Chapter 4 Logistic regression models
Machine learning assumptions: (i) a dataset is available with observations for a number of explanatory X-variables and the corresponding value of a response Y-variable and (ii) there is a function f that describes the relationship between the X variables and the Y variable: Y = f(X1, X2,…, X3) + \(\epsilon\).
Machine Learning objective: to find the function f.
If the Y variable is categorical, we have a classification problem. The aim of constructing a model is to predict, given X values of new observations, the corresponding Y value. In other words to predict to which Y category the observation belongs. Models are usually constructed in such a way that the f-value per category gives a probability that the observation belongs to that category. The user of the model can then classify the observations himself based on these probabilities. This does not necessarily mean that the category with the highest probability is chosen. For example, if a doctor decides on the basis of observations that a patient has a 30% probability of having a certain disease, he may decide to prescribe drugs to combat this disease, although there is a 70% probability that this is unnecessary.
4.1 Binary Y-variable
If the Y-variable is dichotomous, i.e. has two categories, these are often labeled POS and NEG or 1 and 0 and sometimes -1 and +1. The latter is especially the case when a perceptron model is used to distinguish between the two Y-categories.
4.1.1 Linear regression with a binary Y-variable
If the Y-categories are labeled with the number 0 and 1, theoretical a regression model can be used, after all the Y-variable is numeric.
However, this method has some disadvantages:
- assumptions of a linear regression model are violated
- interpretation of predicted values; in a linear regression model, the model Y-value can be interpreted as the average Y-value, givena certain X-value; because the Y-variable is binary, an average Y-value given an X-value should be a value in the interval [0, 1] and can be interpreted as a probability; predicted values based on a linear regression model however, can be far outside this interval.
A model that can be used in case of a dichotomous Y variable, models the probabilities of Y=1 as a function of X: P (Y=1 | X) = f(X), where f is a function that only takes on values in the interval [0, 1]. An example of such a model is the widely used logistic regression model.
4.1.2 Logistic Regression Model
The simple logistic regression model:
P(Y=1 | X) = \(\frac{e^{\beta_0+\beta_1X}}{1+e^{\beta_0+\beta_1X}}\) or in short: P(X) = \(\frac{e^{\beta_0+\beta_1X}}{1+e^{\beta_0+\beta_1X}}\)
with e Euler’s number (2.7182…), known from mathematics.
The formula can be rewritten into: \(log(\frac{P(X)}{1-P(X)}) = \beta_0 + \beta_1X\)
The expression between the brackets has the form \(\frac{probability}{1-probability}\) which is known as an odds ratio.2 A logistic regression model is also known as a log-odds-model or logit-model.
If this model is applied, the parameters of the model have to be estimated based on the observations in the training data.
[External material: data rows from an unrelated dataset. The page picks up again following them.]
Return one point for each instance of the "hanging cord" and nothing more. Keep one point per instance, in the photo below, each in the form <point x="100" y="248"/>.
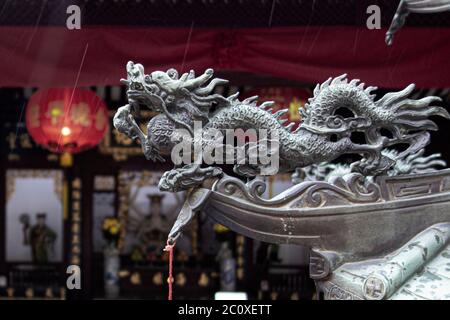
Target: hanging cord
<point x="169" y="247"/>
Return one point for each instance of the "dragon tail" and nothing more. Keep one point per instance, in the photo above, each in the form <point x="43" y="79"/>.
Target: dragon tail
<point x="408" y="119"/>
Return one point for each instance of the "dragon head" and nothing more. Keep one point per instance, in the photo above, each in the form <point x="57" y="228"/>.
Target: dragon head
<point x="159" y="90"/>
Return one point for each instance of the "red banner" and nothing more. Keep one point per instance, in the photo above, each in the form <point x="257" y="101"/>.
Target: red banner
<point x="55" y="56"/>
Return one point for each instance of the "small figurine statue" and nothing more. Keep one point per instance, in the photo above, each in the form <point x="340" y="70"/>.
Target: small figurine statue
<point x="40" y="237"/>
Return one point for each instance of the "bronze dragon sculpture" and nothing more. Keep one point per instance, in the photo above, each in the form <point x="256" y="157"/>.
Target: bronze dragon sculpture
<point x="322" y="136"/>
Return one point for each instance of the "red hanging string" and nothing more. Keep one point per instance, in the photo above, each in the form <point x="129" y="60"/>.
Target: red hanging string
<point x="169" y="247"/>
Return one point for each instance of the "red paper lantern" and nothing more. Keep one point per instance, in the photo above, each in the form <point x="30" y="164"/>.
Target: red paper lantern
<point x="66" y="120"/>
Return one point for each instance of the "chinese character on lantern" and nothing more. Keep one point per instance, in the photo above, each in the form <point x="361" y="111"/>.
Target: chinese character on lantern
<point x="66" y="120"/>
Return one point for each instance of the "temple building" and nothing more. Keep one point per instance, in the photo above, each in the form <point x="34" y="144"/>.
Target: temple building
<point x="92" y="197"/>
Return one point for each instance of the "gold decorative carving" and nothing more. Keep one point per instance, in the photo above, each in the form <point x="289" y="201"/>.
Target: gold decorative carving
<point x="12" y="175"/>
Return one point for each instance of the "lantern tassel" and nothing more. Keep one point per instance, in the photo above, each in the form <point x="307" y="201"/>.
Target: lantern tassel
<point x="169" y="247"/>
<point x="66" y="160"/>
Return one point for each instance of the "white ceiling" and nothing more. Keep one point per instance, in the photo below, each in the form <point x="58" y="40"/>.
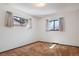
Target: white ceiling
<point x="49" y="9"/>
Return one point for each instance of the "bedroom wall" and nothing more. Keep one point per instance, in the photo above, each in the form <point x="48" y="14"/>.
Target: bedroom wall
<point x="68" y="36"/>
<point x="15" y="36"/>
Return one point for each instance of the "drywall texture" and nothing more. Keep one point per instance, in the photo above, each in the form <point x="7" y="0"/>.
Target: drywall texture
<point x="68" y="36"/>
<point x="16" y="36"/>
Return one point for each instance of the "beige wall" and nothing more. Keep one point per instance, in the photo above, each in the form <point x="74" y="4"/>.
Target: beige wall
<point x="16" y="36"/>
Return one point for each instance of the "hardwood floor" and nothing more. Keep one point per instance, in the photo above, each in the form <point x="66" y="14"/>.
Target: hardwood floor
<point x="43" y="49"/>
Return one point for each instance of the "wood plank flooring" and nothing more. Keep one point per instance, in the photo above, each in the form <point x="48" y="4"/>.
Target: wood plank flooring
<point x="43" y="49"/>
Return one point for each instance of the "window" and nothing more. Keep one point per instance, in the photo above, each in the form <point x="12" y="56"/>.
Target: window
<point x="55" y="25"/>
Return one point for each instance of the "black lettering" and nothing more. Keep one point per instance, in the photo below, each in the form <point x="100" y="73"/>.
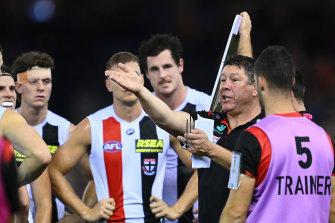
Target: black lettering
<point x="327" y="185"/>
<point x="312" y="184"/>
<point x="299" y="186"/>
<point x="320" y="184"/>
<point x="288" y="184"/>
<point x="279" y="181"/>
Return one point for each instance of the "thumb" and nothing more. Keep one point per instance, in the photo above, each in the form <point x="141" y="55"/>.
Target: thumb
<point x="123" y="67"/>
<point x="111" y="201"/>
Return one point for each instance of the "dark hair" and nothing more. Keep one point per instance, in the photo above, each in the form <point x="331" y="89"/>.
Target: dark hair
<point x="299" y="85"/>
<point x="6" y="69"/>
<point x="28" y="60"/>
<point x="158" y="43"/>
<point x="245" y="62"/>
<point x="121" y="57"/>
<point x="276" y="65"/>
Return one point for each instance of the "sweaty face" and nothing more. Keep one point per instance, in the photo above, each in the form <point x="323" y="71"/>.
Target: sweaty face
<point x="164" y="74"/>
<point x="36" y="91"/>
<point x="236" y="93"/>
<point x="7" y="92"/>
<point x="121" y="94"/>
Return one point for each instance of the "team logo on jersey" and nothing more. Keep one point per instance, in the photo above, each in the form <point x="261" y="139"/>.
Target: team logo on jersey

For this the so called maximum likelihood criterion is used.
Maximum Likelihood Criterion
Based on n observations for the X-variables, a logit model estimates the probabilities Y belongs to class 1, i.e. P(Y=1 | X).
Assume we have 5 observations, (X1, 1), (X2, 1), (X3, 1), (X4, 0), (X5, 0).
Model probabilities are p1, p2, p3, p4, p5.
For a model to be a good model, p1, p2 and p3 should be close to 1 and p4 and p5 close to 0.
The maximum likelihood criterion for choosing the best model is:
choose the model which maximizes p1 x p2 x p3 x (1-p4) x (1-p5).
This criterion can be easily generalized.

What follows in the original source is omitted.